In a presidential season rife with confrontation, verbal barbs and endowment innuendo, one thing has stayed the same — nobody is speaking above a high school level. And one front-runner is solidly in elementary school territory.

The presidential candidates — both Republican and Democrat — have mostly been speaking at a middle school grade level, according to an CNBC analysis using debate transcripts through March 4.

On the GOP side, Ted Cruz leads the way for most likely to use big and complicated words. It's not surprising, given that Cruz was his high school's valedictorian, has degrees from Princeton and Harvard and was talented enough to represent the state of Texas in oral arguments at the Supreme Court.

What's surprising then? For all that experience and talent, his speaking level averaged around ninth grade.

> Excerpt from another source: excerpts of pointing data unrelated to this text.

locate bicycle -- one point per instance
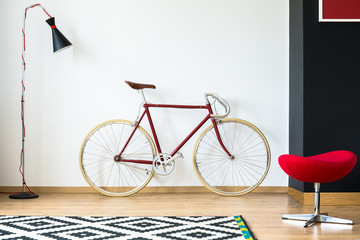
(231, 157)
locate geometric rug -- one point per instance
(124, 228)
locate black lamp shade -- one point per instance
(60, 42)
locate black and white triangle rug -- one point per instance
(126, 228)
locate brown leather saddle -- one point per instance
(139, 86)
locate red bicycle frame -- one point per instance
(147, 112)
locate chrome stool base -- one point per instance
(317, 216)
(312, 219)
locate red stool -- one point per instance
(323, 168)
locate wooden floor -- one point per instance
(262, 211)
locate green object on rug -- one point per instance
(124, 228)
(245, 230)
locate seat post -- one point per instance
(317, 199)
(142, 95)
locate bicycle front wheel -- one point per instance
(104, 172)
(247, 166)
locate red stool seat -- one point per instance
(322, 168)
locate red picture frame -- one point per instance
(339, 10)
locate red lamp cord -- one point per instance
(23, 88)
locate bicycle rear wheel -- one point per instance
(103, 172)
(237, 175)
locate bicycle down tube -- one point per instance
(146, 106)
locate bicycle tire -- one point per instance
(224, 175)
(116, 178)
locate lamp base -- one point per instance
(24, 195)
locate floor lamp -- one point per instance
(59, 43)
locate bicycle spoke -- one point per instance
(247, 166)
(116, 178)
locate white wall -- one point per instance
(237, 48)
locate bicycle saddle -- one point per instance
(139, 85)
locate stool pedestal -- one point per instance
(316, 217)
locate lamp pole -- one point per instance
(59, 43)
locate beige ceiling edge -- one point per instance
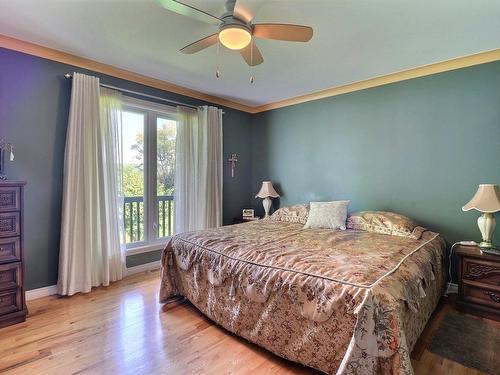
(67, 58)
(425, 70)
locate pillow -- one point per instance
(328, 215)
(292, 214)
(385, 222)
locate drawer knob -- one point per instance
(493, 296)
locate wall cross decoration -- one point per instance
(5, 147)
(233, 159)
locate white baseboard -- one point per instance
(144, 267)
(52, 289)
(41, 292)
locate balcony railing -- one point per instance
(133, 215)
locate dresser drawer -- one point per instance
(482, 272)
(9, 224)
(10, 301)
(10, 276)
(10, 250)
(10, 198)
(481, 296)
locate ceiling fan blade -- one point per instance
(189, 11)
(201, 44)
(246, 10)
(252, 55)
(279, 31)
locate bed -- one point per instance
(342, 302)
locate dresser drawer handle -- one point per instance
(493, 296)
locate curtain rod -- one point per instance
(69, 76)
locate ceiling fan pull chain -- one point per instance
(217, 60)
(250, 67)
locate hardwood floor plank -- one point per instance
(123, 329)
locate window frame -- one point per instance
(151, 112)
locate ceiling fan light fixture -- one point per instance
(235, 37)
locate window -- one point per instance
(148, 144)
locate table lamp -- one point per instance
(267, 192)
(487, 201)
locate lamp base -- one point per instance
(267, 205)
(486, 245)
(486, 223)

At the other end of the spectrum is front-runner Donald Trump, who's clocked in averaging a fifth-grade level of vocabulary. His approach has been easy speech, small sentences and short words. Maybe that's the key; after all, he's leading many national polls.

On the other side of the aisle, Hillary Clinton has been averaging just over a ninth-grade speaking level. But the grade level depends partly on sentence length, which is awfully hard for the Republicans who tend to bicker and talk over each other in debates.

Political discourse hasn't always been this low. Research shows that over time, speech has become simpler. And simpler.

Contrast that to the grade levels of the Federal Reserve's monetary policy statement. The central bank is writing at a 17th-grade level — or basically grad school.